Ousted
Bata workers shift to eco-farming
A small group of Bata Shoe Company workers who lost their jobs after
a trade union struggle in 2004 with the management has taken to
eco-agriculture writing a new page in trade union history in Sri
Lanka, union officials said.
Linus Jayatilake, president of the Commercial and Industrial Workers’

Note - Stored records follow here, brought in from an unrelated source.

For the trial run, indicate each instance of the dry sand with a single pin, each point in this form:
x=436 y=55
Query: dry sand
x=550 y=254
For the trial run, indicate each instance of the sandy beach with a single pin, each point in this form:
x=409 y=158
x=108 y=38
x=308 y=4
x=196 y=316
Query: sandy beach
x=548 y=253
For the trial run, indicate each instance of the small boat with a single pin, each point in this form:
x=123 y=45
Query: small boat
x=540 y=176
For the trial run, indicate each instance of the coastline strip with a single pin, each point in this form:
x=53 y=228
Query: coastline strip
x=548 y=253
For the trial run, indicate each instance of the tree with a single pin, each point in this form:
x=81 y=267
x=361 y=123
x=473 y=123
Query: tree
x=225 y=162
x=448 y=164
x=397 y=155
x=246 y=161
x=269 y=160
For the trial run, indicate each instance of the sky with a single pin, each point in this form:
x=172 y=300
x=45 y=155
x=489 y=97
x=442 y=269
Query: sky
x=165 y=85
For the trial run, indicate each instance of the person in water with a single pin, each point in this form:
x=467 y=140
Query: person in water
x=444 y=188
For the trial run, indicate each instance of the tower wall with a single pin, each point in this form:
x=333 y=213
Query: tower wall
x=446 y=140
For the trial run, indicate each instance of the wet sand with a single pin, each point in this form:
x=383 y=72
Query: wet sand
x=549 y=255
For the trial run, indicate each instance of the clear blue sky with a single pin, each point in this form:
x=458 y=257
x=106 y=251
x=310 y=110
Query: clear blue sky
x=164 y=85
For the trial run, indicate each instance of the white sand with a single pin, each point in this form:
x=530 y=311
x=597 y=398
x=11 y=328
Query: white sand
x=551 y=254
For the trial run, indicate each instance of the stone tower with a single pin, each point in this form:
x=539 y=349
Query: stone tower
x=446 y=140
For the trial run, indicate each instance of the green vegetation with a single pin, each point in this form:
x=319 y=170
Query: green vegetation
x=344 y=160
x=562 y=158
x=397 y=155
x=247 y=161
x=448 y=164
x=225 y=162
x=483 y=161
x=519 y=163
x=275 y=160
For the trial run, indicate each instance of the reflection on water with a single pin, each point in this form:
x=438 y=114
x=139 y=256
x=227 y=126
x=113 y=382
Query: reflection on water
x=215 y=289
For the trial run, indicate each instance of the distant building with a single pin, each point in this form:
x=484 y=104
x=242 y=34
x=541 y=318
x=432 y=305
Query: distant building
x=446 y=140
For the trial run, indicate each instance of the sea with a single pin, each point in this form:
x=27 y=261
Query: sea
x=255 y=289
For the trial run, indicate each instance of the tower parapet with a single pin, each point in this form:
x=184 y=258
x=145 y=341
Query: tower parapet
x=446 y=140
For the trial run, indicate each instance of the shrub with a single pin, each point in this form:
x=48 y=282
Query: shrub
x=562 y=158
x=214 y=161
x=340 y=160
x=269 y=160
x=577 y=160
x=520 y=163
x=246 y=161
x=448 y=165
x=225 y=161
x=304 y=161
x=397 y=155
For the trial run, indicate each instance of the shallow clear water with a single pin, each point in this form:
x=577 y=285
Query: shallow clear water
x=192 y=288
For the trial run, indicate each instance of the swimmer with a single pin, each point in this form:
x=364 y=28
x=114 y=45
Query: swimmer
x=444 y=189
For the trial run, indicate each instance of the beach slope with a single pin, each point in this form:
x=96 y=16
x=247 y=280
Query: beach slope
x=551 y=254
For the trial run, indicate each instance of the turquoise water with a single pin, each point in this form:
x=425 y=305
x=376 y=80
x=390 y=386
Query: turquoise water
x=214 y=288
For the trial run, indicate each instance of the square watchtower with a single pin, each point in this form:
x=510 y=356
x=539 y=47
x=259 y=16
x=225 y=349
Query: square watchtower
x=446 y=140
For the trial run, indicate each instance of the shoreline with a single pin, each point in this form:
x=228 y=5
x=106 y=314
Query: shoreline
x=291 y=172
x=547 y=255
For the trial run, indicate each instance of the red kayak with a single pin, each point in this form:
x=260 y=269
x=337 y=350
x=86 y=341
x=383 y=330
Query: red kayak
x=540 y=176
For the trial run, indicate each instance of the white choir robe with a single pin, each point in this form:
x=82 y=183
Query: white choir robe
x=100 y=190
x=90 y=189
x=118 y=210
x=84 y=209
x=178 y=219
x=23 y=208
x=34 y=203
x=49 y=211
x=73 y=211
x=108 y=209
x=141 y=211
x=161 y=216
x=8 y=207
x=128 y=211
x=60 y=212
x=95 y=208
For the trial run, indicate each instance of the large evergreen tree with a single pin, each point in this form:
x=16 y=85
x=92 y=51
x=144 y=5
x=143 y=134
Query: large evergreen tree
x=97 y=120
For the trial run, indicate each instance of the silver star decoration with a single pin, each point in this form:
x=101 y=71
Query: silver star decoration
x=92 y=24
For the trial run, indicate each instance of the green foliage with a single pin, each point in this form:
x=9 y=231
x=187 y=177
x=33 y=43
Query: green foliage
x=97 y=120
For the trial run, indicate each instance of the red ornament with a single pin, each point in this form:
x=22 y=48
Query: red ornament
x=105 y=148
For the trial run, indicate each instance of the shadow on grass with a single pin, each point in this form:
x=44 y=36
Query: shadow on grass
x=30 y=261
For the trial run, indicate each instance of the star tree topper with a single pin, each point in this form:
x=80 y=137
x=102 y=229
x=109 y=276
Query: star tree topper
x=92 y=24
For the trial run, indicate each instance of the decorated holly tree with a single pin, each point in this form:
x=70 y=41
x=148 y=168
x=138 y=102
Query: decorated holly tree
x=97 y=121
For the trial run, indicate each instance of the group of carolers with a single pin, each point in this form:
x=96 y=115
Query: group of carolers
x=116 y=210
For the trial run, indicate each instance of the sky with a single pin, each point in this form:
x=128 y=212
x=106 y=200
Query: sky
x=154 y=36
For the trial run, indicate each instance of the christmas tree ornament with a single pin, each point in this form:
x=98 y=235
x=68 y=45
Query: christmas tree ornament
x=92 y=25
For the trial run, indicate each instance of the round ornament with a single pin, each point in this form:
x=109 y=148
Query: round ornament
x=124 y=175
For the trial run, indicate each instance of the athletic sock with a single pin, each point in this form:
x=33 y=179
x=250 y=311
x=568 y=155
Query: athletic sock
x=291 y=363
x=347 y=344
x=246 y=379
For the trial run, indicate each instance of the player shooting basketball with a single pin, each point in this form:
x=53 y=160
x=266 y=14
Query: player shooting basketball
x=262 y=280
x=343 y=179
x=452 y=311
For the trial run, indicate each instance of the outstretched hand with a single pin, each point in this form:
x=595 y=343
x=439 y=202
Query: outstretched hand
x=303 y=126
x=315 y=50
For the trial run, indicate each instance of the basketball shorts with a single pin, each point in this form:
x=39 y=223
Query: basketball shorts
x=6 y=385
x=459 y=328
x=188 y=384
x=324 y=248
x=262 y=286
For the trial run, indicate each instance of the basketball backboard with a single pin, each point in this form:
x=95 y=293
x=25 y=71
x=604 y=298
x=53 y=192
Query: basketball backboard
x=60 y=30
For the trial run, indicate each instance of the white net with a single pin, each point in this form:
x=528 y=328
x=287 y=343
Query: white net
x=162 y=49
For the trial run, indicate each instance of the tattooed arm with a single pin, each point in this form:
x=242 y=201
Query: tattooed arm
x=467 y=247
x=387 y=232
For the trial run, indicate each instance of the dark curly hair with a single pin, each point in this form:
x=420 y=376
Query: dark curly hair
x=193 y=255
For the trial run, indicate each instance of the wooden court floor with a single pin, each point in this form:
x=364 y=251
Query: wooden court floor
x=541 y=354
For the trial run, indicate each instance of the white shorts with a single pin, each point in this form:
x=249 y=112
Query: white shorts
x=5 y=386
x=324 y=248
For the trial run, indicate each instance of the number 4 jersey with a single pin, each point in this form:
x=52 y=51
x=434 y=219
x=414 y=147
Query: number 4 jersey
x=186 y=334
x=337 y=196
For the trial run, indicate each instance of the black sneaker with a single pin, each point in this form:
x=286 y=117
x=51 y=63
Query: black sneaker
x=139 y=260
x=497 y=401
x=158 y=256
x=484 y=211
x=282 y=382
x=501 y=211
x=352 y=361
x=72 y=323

Union (CIWU) said that when the parent union were struggling to
help maintain these workers and their families after the long strike
Dr. Gamini Kulatunga of the Agriculture Engineering Faculty Open
University in Colombo offered a training programme for two months
on basic technology that will be useful for small-scale farming
and these trained workers opted to go directly into agriculture
and to start with paddy farming.
When
the villagers of Okanduwa in Kalutara heard that former Bata workers
wanted to resort to rural farming to sustain their families, one
family there offered nine acres of land for cultivation.
This
land hadn’t been cultivated for the last nine years and was
full of jungle and weeds, only to be used by the buffalo breeders
of this area.
In
April 2005, 10 of these workers in Kalutara District undertook this
challenge of clearing the jungle and ploughing the land. “As
we were trained in ecological farming by two experts of MONLAR (Movement
for Land and Agricultural Reform) and the Movement for Protection
of Indigenous Seeds (MPIS) provided us a local variety of indigenous
paddy seeds which is resistant to pests and weeds, we never wanted
to use any chemical fertilisers or any pesticides.
We
were able to find even local fish varieties due to non usage of
chemical on this land for nine years which is impossible to see
anywhere in Sri Lanka nowadays,” said Dayananda Perera a former
Bata worker. The land was ploughed and rich and fertile soil unearthed.
Instead of tractors, the former Bata workers used water buffalos
to submerge the weeds in the soil.
For
the CIWU it was an effort to get involved in the informal sector.
For the workers, it showed they would not be abandoned after a genuine
strike and can survive on a cooperative basis to confront any problem.
Union officials said the MPIS and MONLAR have paved the way and
led the Bata workers on the path of ecological paddy farming.